5 Books I Want to Read after Attending True/False Film Festival 2019
5 Books I Want to Read after Attending True/False Film Festival 2019
This is my second annual roundup of books I’m inspired to read after attending the True/False Film Festival. See 2018’s list, here.
1 - After seeing Amazing Grace, I want to read Respect: The Life of Aretha Franklin by David Ritz
About the film:
In 1972, having topped the pop charts with a series of hits, Aretha Franklin returned to her family’s gospel roots. She held two concerts of the most deeply moving spirituals at a Baptist church in Watts, a Los Angeles neighborhood still recovering from the riots six years earlier. Director Sydney Pollack was hired to document the shows, but he neglected to bring the clappers to mark the sound. As a result, the footage sat unused for more than 40 years. Just months after Franklin’s death, this film is finally being seen, and it’s an unforgettable testament to her musical influences and legacy. The camera pans across the ecstatic audiences and then returns to Aretha’s soaring vocals. It makes for a raw, exalted performance, buoyed by the Southern California Community Choir and jubilant attendees taken over by the spirit. (PS)
About the book:
The definitive biography of the Queen of Soul from acclaimed music writer David Ritz.
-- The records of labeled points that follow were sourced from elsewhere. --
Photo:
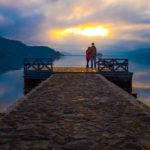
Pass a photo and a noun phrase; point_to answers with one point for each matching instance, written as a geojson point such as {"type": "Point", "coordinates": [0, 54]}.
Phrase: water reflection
{"type": "Point", "coordinates": [11, 87]}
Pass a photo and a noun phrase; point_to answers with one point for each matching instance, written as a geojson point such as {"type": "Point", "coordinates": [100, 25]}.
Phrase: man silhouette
{"type": "Point", "coordinates": [93, 56]}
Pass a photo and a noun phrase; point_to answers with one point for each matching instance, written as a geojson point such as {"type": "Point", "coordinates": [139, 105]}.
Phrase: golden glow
{"type": "Point", "coordinates": [88, 31]}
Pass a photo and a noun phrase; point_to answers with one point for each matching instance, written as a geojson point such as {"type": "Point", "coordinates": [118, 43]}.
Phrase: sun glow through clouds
{"type": "Point", "coordinates": [87, 31]}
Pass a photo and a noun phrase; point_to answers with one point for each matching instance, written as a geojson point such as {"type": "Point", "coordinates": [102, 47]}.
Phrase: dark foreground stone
{"type": "Point", "coordinates": [76, 112]}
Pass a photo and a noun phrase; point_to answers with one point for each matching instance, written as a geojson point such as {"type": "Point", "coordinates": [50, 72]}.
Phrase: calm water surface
{"type": "Point", "coordinates": [11, 83]}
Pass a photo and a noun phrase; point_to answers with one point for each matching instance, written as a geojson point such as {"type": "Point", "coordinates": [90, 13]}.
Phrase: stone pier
{"type": "Point", "coordinates": [76, 112]}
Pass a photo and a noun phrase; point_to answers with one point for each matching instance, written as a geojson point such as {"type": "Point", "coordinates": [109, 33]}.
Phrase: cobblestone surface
{"type": "Point", "coordinates": [76, 112]}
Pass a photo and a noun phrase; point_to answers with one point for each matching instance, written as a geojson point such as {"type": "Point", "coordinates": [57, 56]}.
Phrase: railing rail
{"type": "Point", "coordinates": [112, 65]}
{"type": "Point", "coordinates": [38, 64]}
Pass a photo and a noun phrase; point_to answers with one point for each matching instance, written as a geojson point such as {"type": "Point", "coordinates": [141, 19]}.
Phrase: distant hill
{"type": "Point", "coordinates": [17, 48]}
{"type": "Point", "coordinates": [12, 54]}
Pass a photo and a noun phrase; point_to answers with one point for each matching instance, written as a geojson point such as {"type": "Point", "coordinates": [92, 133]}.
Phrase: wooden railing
{"type": "Point", "coordinates": [112, 65]}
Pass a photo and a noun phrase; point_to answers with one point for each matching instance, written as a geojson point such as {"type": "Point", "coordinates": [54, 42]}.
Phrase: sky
{"type": "Point", "coordinates": [72, 25]}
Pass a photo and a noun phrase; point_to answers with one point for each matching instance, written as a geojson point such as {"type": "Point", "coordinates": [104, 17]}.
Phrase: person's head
{"type": "Point", "coordinates": [92, 44]}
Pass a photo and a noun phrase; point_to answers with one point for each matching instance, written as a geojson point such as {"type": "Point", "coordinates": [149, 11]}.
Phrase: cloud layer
{"type": "Point", "coordinates": [31, 21]}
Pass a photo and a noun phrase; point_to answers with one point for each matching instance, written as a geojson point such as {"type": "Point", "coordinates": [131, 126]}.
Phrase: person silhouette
{"type": "Point", "coordinates": [88, 56]}
{"type": "Point", "coordinates": [93, 56]}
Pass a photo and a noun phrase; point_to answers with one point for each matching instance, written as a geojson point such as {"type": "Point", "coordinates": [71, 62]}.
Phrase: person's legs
{"type": "Point", "coordinates": [91, 62]}
{"type": "Point", "coordinates": [94, 62]}
{"type": "Point", "coordinates": [87, 65]}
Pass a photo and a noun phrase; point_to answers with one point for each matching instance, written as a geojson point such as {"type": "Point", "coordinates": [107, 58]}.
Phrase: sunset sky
{"type": "Point", "coordinates": [71, 25]}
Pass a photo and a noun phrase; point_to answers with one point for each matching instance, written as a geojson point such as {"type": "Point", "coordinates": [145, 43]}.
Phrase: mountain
{"type": "Point", "coordinates": [17, 48]}
{"type": "Point", "coordinates": [12, 54]}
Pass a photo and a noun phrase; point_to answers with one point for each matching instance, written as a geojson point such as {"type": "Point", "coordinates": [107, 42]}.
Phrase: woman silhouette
{"type": "Point", "coordinates": [88, 56]}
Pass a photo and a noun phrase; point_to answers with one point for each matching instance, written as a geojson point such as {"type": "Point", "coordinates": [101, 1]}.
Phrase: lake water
{"type": "Point", "coordinates": [12, 83]}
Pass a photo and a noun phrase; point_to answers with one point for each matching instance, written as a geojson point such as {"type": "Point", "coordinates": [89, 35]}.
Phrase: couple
{"type": "Point", "coordinates": [91, 55]}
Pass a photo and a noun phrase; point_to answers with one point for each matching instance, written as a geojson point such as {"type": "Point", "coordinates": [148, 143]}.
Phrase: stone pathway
{"type": "Point", "coordinates": [76, 112]}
Aretha Franklin began life as the golden daughter of a progressive and promiscuous Baptist preacher. Raised without her mother, she was a gospel prodigy who gave birth to two sons in her teens and left them and her native Detroit for New York, where she struggled to find her true voice. It was not until 1967, when a white Jewish producer insisted she return to her gospel-soul roots, that fame and fortune finally came via "Respect" and a rapidfire string of hits. She has evolved ever since, amidst personal tragedy, surprise Grammy performances, and career reinventions.
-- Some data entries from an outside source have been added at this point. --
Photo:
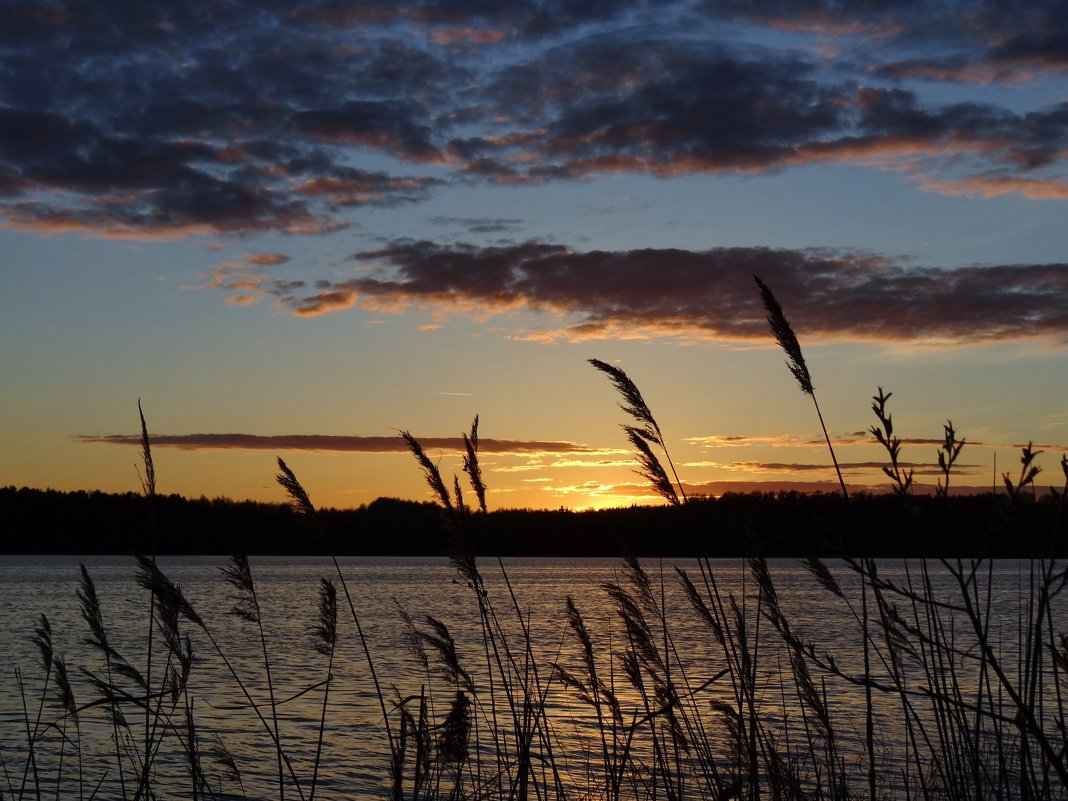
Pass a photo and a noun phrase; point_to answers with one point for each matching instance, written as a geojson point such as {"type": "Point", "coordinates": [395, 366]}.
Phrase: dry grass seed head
{"type": "Point", "coordinates": [632, 404]}
{"type": "Point", "coordinates": [148, 480]}
{"type": "Point", "coordinates": [63, 692]}
{"type": "Point", "coordinates": [786, 339]}
{"type": "Point", "coordinates": [430, 471]}
{"type": "Point", "coordinates": [239, 576]}
{"type": "Point", "coordinates": [325, 631]}
{"type": "Point", "coordinates": [471, 464]}
{"type": "Point", "coordinates": [298, 497]}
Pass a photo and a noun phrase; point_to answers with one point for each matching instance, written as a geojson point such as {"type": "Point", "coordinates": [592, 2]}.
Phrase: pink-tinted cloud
{"type": "Point", "coordinates": [829, 295]}
{"type": "Point", "coordinates": [100, 131]}
{"type": "Point", "coordinates": [334, 442]}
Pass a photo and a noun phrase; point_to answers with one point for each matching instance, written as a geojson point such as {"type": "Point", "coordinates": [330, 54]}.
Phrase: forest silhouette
{"type": "Point", "coordinates": [772, 524]}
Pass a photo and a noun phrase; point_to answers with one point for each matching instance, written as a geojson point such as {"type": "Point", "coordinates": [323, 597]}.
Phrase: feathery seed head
{"type": "Point", "coordinates": [786, 339]}
{"type": "Point", "coordinates": [298, 498]}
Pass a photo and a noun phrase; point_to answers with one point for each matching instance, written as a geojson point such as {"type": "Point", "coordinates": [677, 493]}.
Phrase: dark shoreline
{"type": "Point", "coordinates": [784, 524]}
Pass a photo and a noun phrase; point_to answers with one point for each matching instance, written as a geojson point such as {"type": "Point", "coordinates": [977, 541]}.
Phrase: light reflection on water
{"type": "Point", "coordinates": [356, 756]}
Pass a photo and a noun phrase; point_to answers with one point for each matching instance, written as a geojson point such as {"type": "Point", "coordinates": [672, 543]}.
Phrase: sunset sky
{"type": "Point", "coordinates": [296, 229]}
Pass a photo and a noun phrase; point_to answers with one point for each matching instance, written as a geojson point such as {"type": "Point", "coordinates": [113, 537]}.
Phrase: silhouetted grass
{"type": "Point", "coordinates": [734, 699]}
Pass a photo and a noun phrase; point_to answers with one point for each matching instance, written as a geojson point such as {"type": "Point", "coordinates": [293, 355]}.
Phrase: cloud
{"type": "Point", "coordinates": [708, 295]}
{"type": "Point", "coordinates": [175, 121]}
{"type": "Point", "coordinates": [247, 280]}
{"type": "Point", "coordinates": [922, 468]}
{"type": "Point", "coordinates": [334, 442]}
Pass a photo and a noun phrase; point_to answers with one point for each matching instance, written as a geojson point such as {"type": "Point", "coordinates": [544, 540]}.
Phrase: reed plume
{"type": "Point", "coordinates": [471, 465]}
{"type": "Point", "coordinates": [430, 471]}
{"type": "Point", "coordinates": [644, 435]}
{"type": "Point", "coordinates": [298, 497]}
{"type": "Point", "coordinates": [788, 342]}
{"type": "Point", "coordinates": [148, 480]}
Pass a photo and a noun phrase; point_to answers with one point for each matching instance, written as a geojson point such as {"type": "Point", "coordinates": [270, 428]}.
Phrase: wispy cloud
{"type": "Point", "coordinates": [169, 123]}
{"type": "Point", "coordinates": [832, 295]}
{"type": "Point", "coordinates": [333, 442]}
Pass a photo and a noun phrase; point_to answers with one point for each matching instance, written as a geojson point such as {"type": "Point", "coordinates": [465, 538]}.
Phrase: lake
{"type": "Point", "coordinates": [712, 710]}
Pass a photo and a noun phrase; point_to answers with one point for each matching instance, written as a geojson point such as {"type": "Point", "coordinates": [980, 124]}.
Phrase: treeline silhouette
{"type": "Point", "coordinates": [735, 524]}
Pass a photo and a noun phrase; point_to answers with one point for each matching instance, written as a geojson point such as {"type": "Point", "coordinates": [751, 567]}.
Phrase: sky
{"type": "Point", "coordinates": [298, 229]}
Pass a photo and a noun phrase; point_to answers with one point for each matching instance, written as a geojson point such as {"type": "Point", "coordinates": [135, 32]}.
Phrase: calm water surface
{"type": "Point", "coordinates": [355, 762]}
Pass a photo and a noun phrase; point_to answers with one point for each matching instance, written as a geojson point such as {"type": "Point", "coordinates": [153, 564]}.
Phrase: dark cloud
{"type": "Point", "coordinates": [710, 294]}
{"type": "Point", "coordinates": [155, 120]}
{"type": "Point", "coordinates": [328, 442]}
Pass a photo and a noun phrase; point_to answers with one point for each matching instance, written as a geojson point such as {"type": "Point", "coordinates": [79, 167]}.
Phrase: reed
{"type": "Point", "coordinates": [703, 684]}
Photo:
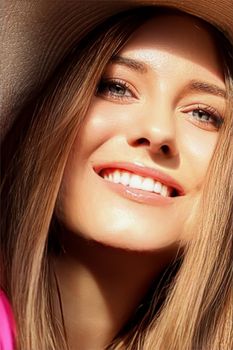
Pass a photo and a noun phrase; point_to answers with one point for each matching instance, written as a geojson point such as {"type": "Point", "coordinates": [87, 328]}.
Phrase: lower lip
{"type": "Point", "coordinates": [137, 195]}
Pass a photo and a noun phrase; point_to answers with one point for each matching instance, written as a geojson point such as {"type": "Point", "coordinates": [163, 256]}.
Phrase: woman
{"type": "Point", "coordinates": [119, 183]}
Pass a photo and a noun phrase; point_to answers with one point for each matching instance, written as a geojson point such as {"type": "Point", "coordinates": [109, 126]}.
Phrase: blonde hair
{"type": "Point", "coordinates": [197, 311]}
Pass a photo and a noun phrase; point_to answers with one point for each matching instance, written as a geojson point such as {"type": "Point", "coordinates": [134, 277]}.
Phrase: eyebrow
{"type": "Point", "coordinates": [131, 63]}
{"type": "Point", "coordinates": [193, 86]}
{"type": "Point", "coordinates": [201, 86]}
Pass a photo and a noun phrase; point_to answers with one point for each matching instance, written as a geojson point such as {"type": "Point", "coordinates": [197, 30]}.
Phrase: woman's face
{"type": "Point", "coordinates": [136, 169]}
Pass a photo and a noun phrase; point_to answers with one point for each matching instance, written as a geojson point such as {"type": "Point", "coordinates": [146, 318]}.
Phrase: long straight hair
{"type": "Point", "coordinates": [198, 307]}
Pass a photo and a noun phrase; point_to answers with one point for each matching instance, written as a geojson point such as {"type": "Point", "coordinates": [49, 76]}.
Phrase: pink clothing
{"type": "Point", "coordinates": [7, 324]}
Again and again, Aretha stubbornly finds a way to triumph over troubles, even as they continue to build. Her hold on the crown is tenacious, and in RESPECT, David Ritz gives us the definitive life of one of the greatest talents in all American culture.
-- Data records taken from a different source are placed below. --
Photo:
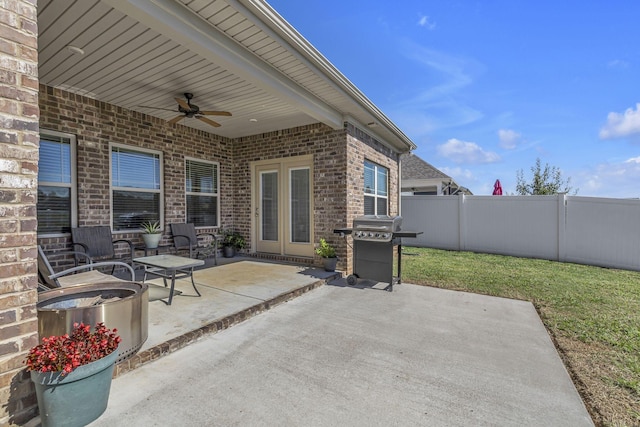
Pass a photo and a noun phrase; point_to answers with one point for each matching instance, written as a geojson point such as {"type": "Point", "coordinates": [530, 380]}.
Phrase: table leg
{"type": "Point", "coordinates": [400, 262]}
{"type": "Point", "coordinates": [173, 285]}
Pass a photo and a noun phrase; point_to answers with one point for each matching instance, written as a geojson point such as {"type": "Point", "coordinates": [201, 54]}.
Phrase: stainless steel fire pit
{"type": "Point", "coordinates": [120, 305]}
{"type": "Point", "coordinates": [374, 239]}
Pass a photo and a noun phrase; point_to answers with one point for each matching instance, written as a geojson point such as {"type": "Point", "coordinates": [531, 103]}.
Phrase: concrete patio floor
{"type": "Point", "coordinates": [227, 289]}
{"type": "Point", "coordinates": [358, 356]}
{"type": "Point", "coordinates": [231, 292]}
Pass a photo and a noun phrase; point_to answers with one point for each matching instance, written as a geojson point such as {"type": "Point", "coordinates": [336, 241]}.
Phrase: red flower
{"type": "Point", "coordinates": [65, 353]}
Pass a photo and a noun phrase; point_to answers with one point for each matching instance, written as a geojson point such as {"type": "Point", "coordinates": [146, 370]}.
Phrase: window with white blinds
{"type": "Point", "coordinates": [56, 205]}
{"type": "Point", "coordinates": [136, 187]}
{"type": "Point", "coordinates": [375, 189]}
{"type": "Point", "coordinates": [202, 190]}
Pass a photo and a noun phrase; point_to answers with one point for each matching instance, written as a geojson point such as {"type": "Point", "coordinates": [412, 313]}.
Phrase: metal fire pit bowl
{"type": "Point", "coordinates": [120, 305]}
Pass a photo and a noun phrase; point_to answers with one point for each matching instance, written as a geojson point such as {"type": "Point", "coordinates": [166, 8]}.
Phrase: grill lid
{"type": "Point", "coordinates": [376, 227]}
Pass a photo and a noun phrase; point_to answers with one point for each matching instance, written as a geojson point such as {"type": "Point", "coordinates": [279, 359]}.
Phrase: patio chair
{"type": "Point", "coordinates": [49, 279]}
{"type": "Point", "coordinates": [97, 242]}
{"type": "Point", "coordinates": [186, 238]}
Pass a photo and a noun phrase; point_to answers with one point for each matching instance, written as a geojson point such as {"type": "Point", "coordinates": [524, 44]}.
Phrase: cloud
{"type": "Point", "coordinates": [620, 125]}
{"type": "Point", "coordinates": [509, 139]}
{"type": "Point", "coordinates": [434, 100]}
{"type": "Point", "coordinates": [611, 179]}
{"type": "Point", "coordinates": [458, 174]}
{"type": "Point", "coordinates": [427, 23]}
{"type": "Point", "coordinates": [618, 64]}
{"type": "Point", "coordinates": [466, 152]}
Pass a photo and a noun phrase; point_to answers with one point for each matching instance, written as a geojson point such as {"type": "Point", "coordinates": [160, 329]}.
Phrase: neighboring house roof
{"type": "Point", "coordinates": [419, 176]}
{"type": "Point", "coordinates": [413, 167]}
{"type": "Point", "coordinates": [233, 55]}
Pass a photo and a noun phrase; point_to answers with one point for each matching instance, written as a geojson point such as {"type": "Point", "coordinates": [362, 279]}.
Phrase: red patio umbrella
{"type": "Point", "coordinates": [497, 188]}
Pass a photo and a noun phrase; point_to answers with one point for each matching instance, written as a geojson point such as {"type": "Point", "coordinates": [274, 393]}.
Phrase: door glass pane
{"type": "Point", "coordinates": [269, 200]}
{"type": "Point", "coordinates": [300, 227]}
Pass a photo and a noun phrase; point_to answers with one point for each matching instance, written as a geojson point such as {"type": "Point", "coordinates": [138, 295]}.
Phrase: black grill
{"type": "Point", "coordinates": [374, 238]}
2 - After seeing Apollo 11, I want to read The Eagle Has Landed: The Story of Apollo 11 by Jeffrey K. Smith
About the film:
Fifty years ago, more than a million spectators gathered to watch the launch of the first manned trip to the moon. It was less than a decade after President Kennedy declared that the U.S. would be “landing a man on the moon and returning him safely to the Earth.” Director/editor Todd Douglas Miller’s film spectacularly stages Apollo 11’s launch, peers intimately over the shoulders of the engineers in NASA’s Houston control room, and hurtles through space before relaying Neil Armstrong and Buzz Aldrin’s historic first steps on the moon. Each tactical maneuver and video transmission is breathless proof of collective action by a united nation. Assembled wholly from 70mm footage filmed during the mission, this time capsule immortalizes the Apollo 11 mission as a heart-pounding thriller.
About the book:
On July 20, 1969, as a worldwide television audience of 500 million watched, Neil Armstrong became the first man to step foot on the Moon. Nearly a half-century later, Armstrong's words still resonate: "That's one small step for man, one giant leap for mankind." The historic Space Race began with the Soviet Union launching the world's first orbiting satellite, Sputnik, on October 4, 1957 and ended with the successful Apollo 11 mission. While the Space Race is commonly remembered as a time of innovation and technological advances, powerful, yet often overlooked forces, were at play. Politics and money were among the prime catalysts of space exploration. While history was being made and new heroes were discovered, the aerospace industry reaped enormous profits and political careers blossomed. "The Eagle Has Landed: The Story of Apollo 11" chronicles the triumphs and tragedies of America's quest to land on the Moon, beginning with the stories of the visionaries who made made space explorating a reality. It is remarkable story of poltical gamesmanship, innovation, perserverence, and courage.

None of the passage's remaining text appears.